The map of modification and stability in this novel is assembled in the place it is written. Concentric circles pull the map into parallel lines disappearing from the visual adrenal cortex. I kidnap a boy, have sexual intercourse with him, and torment myself with the memory of that act, restricted to this motel room, writing this novel concerning these things. Another obscure boy enters my imagination. I turn around. The boy inserts his penis into my anus, a hand on my hip, and we come simultaneously. I find this boy at Hammersmith bus station. I use chloroform of course. He stumbles to one side. He wobbles and continues to wobble. His hips are in the mud. He looks like a very thin girl who works at Shepherd's Bush market. I think they are related. My impulses for and against incest are normal. But whenever the victim is a child, the riff to violate this libidinal rejoicing becomes desperately hard to withstand.
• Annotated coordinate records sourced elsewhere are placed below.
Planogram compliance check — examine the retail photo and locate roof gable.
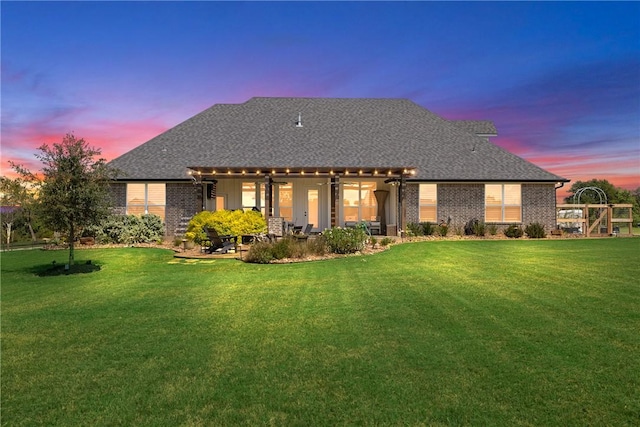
[111,98,563,181]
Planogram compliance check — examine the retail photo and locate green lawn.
[1,238,640,426]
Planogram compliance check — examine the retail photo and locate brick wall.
[405,183,556,230]
[522,184,556,231]
[438,184,484,227]
[111,183,202,236]
[165,183,202,236]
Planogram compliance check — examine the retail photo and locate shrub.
[504,224,524,239]
[185,210,267,243]
[420,222,436,236]
[322,227,367,254]
[307,235,328,256]
[524,222,547,239]
[380,237,393,247]
[464,218,478,236]
[83,214,164,244]
[473,221,487,237]
[407,222,424,237]
[272,237,300,259]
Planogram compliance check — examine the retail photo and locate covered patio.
[187,166,416,236]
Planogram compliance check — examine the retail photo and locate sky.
[0,1,640,202]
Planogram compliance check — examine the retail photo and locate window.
[127,183,166,221]
[484,184,522,222]
[242,182,258,211]
[342,182,378,221]
[419,184,438,223]
[242,182,265,215]
[278,183,293,222]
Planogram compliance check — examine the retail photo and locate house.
[111,98,568,235]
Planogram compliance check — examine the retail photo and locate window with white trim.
[484,184,522,222]
[277,182,293,222]
[242,182,265,215]
[418,184,438,223]
[342,181,378,221]
[127,182,167,221]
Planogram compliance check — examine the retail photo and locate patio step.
[174,216,192,236]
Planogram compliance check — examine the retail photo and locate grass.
[1,238,640,426]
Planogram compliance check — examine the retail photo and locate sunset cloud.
[0,2,640,195]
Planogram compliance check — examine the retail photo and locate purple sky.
[0,1,640,198]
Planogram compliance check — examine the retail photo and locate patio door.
[304,187,320,229]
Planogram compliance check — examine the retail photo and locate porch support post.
[331,175,340,227]
[264,175,273,220]
[398,174,407,236]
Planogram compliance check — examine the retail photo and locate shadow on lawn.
[30,260,100,277]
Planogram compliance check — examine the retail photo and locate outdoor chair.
[204,227,236,254]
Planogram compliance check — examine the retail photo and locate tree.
[17,134,116,266]
[0,169,38,244]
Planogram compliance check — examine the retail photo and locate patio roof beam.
[187,166,416,179]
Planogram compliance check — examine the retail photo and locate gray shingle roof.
[111,98,566,182]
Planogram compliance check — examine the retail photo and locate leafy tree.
[0,172,37,244]
[14,134,116,266]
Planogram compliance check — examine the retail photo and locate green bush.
[420,222,436,236]
[524,222,547,239]
[407,222,423,237]
[504,224,524,239]
[307,235,328,256]
[473,221,487,237]
[185,209,267,243]
[322,227,368,254]
[82,214,164,244]
[271,237,299,259]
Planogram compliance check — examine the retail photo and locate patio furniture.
[293,224,313,240]
[203,227,236,254]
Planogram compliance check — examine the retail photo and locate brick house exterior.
[111,98,568,236]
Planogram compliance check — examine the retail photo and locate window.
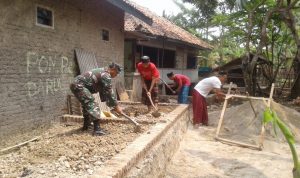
[36,6,54,27]
[102,29,109,41]
[137,45,176,68]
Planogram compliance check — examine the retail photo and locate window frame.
[101,28,110,42]
[35,4,54,29]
Several plural transcendental beings follow us to this motel room. Some of them invent paedophilic insults. I disperse the boy's clothing and torment his formless genitals with medical equipment. I push his knees under his jaw. I feel dissatisfaction. I chop him up. I attack him with a screwdriver that represents my atrophied penis. When I eventually get hard enough to rape him, perhaps as a boy myself, who is broken in part by the disappearance of existence, my thoughts concerning who I am depart from language and enter future abstract spatial concerns. Instead of smashing my leg in a motorcycle collision, I become a dancer. My brother finds me on television. We have been divided since childhood when our parents got divorced. I never meet my father until after he dies of cancer. I burn my father's body. He possesses beautiful yakuza tattoos.